Le film suit Garance, une comédienne de théâtre talentueuse mais en proie à une addiction sévère à l'alcool. Loin des clichés habituels, Jeanne Herry ancre son récit dans le quotidien : les blackouts, les paroles inappropriées, les retards au travail, la perte progressive de contrôle. La réalisatrice capture avec une acuité rare les mécanismes du déni, cette capacité à se mentir à soi-même tout en conservant une certaine sympathie avec les autres.

L'une des forces de Garance réside dans son écriture elliptique et signifiante. Chaque séquence est un instant clé, un indice de la spirale dans laquelle la jeune femme s'enfonce. La scène où Garance, ayant anticipé les conséquences de son comportement, tente maladroitement de se racheter auprès d'une troupe de théâtre, est un modèle de précision psychologique. La question reste en suspens : ce geste est-il une manipulation ou une réelle tentative d'amendement ?

Adèle Exarchopoulos, déjà habituée des rôles complexes, insuffle une humanité désarmante à son personnage. Elle réussit à rendre Garance à la fois exaspérante et attachante, lucide et aveugle. Sa performance est d'autant plus remarquable qu'elle évite tout misérabilisme. La comédienne porte le film sur ses épaules sans jamais sombrer dans la caricature.

Autre point notable : la représentation de la bisexualité du personnage principal. Dans Garance, l'orientation sexuelle n'est pas un vecteur de drame mais une dimension naturelle de la vie de l'héroïne. Cette approche, encore trop rare au cinéma, normalise une diversité souvent traitée comme un élément central de conflit. Le film s'inscrit ainsi dans une modernité bienvenue.

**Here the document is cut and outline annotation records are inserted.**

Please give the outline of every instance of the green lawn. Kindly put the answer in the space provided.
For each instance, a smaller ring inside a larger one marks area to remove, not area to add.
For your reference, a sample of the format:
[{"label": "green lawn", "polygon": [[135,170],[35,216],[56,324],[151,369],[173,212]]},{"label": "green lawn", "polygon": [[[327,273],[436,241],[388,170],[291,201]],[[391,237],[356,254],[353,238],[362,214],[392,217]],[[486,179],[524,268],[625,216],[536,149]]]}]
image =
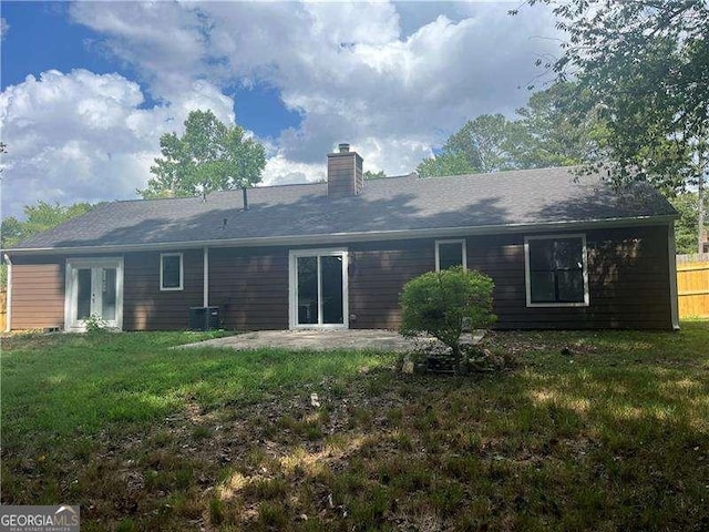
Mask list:
[{"label": "green lawn", "polygon": [[169,349],[202,337],[4,339],[1,502],[84,531],[709,528],[707,321],[499,332],[515,367],[474,377]]}]

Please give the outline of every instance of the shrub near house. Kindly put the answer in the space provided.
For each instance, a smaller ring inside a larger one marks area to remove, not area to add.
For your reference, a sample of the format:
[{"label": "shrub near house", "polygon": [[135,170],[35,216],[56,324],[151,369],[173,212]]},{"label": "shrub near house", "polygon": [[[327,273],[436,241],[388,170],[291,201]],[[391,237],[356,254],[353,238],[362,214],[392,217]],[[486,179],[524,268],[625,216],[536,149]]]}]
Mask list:
[{"label": "shrub near house", "polygon": [[401,334],[434,336],[451,349],[460,366],[463,328],[484,329],[497,319],[493,314],[494,287],[487,275],[462,266],[420,275],[407,283],[401,294]]}]

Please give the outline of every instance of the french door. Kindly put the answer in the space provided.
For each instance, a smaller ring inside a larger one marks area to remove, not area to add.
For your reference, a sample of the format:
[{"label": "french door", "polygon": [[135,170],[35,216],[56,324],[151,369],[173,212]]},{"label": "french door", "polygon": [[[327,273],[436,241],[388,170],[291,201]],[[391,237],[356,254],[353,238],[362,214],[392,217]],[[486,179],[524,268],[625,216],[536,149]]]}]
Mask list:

Jeanne Herry déploie une mise en scène sobre, naturaliste, qui sert avant tout l'histoire et les acteurs. Cette simplicité apparente cache un travail d'orfèvre : le cadrage, la lumière, le son sont au service de l'émotion. Les dialogues, ciselés, portent l'urgence de la franchise, comme dans les meilleures comédies dramatiques.

Le film cite Les Enfants du Paradis pour justifier son titre — « Garance, c'est le nom d'une fleur ! » —, clin d'œil à un cinéma de parole et de passion. Mais Herry ne se contente pas d'une référence ; elle construit son propre univers, celui d'une femme qui doit réapprendre à vivre sans l'alcool. Le parcours de rémission est traité avec délicatesse, sans angélisme ni pathos.

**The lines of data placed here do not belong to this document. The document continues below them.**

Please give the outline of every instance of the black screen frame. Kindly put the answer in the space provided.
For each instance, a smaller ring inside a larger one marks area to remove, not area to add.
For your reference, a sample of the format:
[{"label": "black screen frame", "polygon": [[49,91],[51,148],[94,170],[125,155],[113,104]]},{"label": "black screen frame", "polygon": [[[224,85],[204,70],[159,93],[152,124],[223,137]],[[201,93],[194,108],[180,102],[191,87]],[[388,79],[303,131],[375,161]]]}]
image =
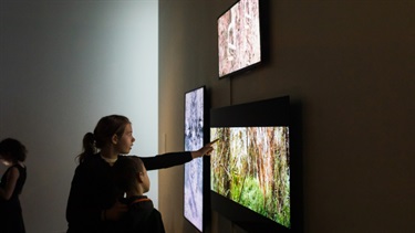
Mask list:
[{"label": "black screen frame", "polygon": [[259,46],[260,46],[260,60],[258,62],[255,62],[255,63],[251,63],[249,65],[246,65],[243,67],[239,67],[238,70],[235,70],[235,71],[231,71],[231,72],[228,72],[226,74],[220,74],[220,51],[219,51],[219,20],[226,15],[227,13],[229,13],[231,11],[232,8],[235,8],[236,6],[238,6],[241,0],[237,0],[235,1],[228,9],[226,9],[222,13],[219,14],[219,17],[217,18],[216,22],[217,22],[217,49],[218,49],[218,77],[219,80],[221,78],[227,78],[227,77],[234,77],[238,74],[241,74],[241,73],[245,73],[247,71],[251,71],[251,70],[255,70],[256,67],[258,66],[261,66],[262,64],[266,63],[266,60],[267,57],[269,56],[267,51],[268,49],[268,40],[267,40],[267,34],[264,31],[267,31],[267,21],[268,21],[268,14],[267,14],[267,9],[268,9],[268,1],[269,0],[258,0],[258,11],[259,11]]},{"label": "black screen frame", "polygon": [[[292,134],[290,124],[290,97],[283,96],[272,99],[252,102],[220,108],[210,109],[210,128],[217,127],[268,127],[268,126],[288,126],[290,128],[290,156],[292,156]],[[290,158],[292,160],[293,158]],[[290,162],[290,170],[293,169],[293,162]],[[295,169],[295,172],[298,170]],[[291,174],[292,176],[292,174]],[[231,222],[241,226],[248,232],[293,232],[299,229],[298,220],[293,208],[298,206],[295,181],[290,180],[290,227],[274,222],[248,208],[229,200],[228,198],[210,191],[211,209],[222,214]],[[294,198],[295,197],[295,198]]]}]

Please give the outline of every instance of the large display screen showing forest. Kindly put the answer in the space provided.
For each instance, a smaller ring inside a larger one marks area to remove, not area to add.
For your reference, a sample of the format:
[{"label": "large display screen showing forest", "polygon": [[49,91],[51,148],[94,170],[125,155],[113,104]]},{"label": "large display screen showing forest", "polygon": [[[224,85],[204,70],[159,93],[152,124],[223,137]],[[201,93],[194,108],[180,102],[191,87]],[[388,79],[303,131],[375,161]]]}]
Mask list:
[{"label": "large display screen showing forest", "polygon": [[219,77],[261,62],[258,0],[240,0],[218,18]]},{"label": "large display screen showing forest", "polygon": [[212,127],[210,189],[291,227],[289,127]]},{"label": "large display screen showing forest", "polygon": [[[203,87],[185,95],[185,150],[197,150],[204,145],[204,95]],[[194,159],[185,165],[184,215],[200,232],[203,231],[204,160]]]}]

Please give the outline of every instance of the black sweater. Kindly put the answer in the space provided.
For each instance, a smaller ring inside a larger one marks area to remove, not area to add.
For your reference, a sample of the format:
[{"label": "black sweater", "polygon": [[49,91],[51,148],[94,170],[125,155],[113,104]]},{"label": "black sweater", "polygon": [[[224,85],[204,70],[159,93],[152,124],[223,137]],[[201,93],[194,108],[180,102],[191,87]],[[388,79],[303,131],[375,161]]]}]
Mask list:
[{"label": "black sweater", "polygon": [[[118,160],[124,158],[118,156]],[[186,163],[191,160],[191,153],[172,152],[139,158],[147,170],[155,170]],[[66,206],[68,233],[104,232],[106,224],[111,224],[101,220],[102,210],[110,209],[117,198],[111,176],[112,167],[98,153],[76,167]]]}]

Au-delà du portrait intime, Garance porte un message de santé publique : la banalisation sociale de l'alcool, le poids des lobbys et le rejet criminel de la prévention. Le film interroge sans donner de leçons, laissant le spectateur face à ses propres contradictions. Cette dimension politique, discrète mais présente, ajoute une épaisseur supplémentaire à l'œuvre.

La distribution est impeccable. Sara Giraudeau et Sarajeanne Drillaud apportent une justesse émouvante dans leurs rôles respectifs, créant un entourage crédible et touchant. Les interactions entre les personnages font ressortir les tensions et les solidarités qui entourent l'addiction.

Jeanne Herry avait déjà impressionné avec Je verrai toujours vos visages (2023), qui abordait la justice restaurative. Avec Garance, elle confirme son talent pour filmer les fragilités et les résiliences. Son cinéma est un geste d'amour, une tentative de sauver ses personnages en leur offrant une issue, même incertaine.

Le film a été présenté en compétition officielle au Festival de Cannes 2026, où il a reçu une standing ovation. Les critiques saluent unanimement la performance d'Exarchopoulos et la maîtrise de la mise en scène. Le long-métrage sortira en salles le 23 septembre, porté par l'élan cannois.

L'ambition de Garance est humble mais puissante : montrer que la réalité d'une addiction n'est ni spectaculaire ni misérable, mais une lutte quotidienne. Le film, sans didactisme, parvient à éveiller les consciences tout en offrant un moment de cinéma intense. L'alcoolisme féminin, souvent invisibilisé, trouve ici une représentation juste et nécessaire.

Le Festival de Cannes 2026 offre ainsi un cru remarquable, avec Garance en tête d'affiche. Les prochains jours permettront de voir si la Palme d'or viendra couronner ce portrait poignant. Quoi qu'il en soit, Adèle Exarchopoulos et Jeanne Herry ont marqué de leur empreinte cette 79e édition.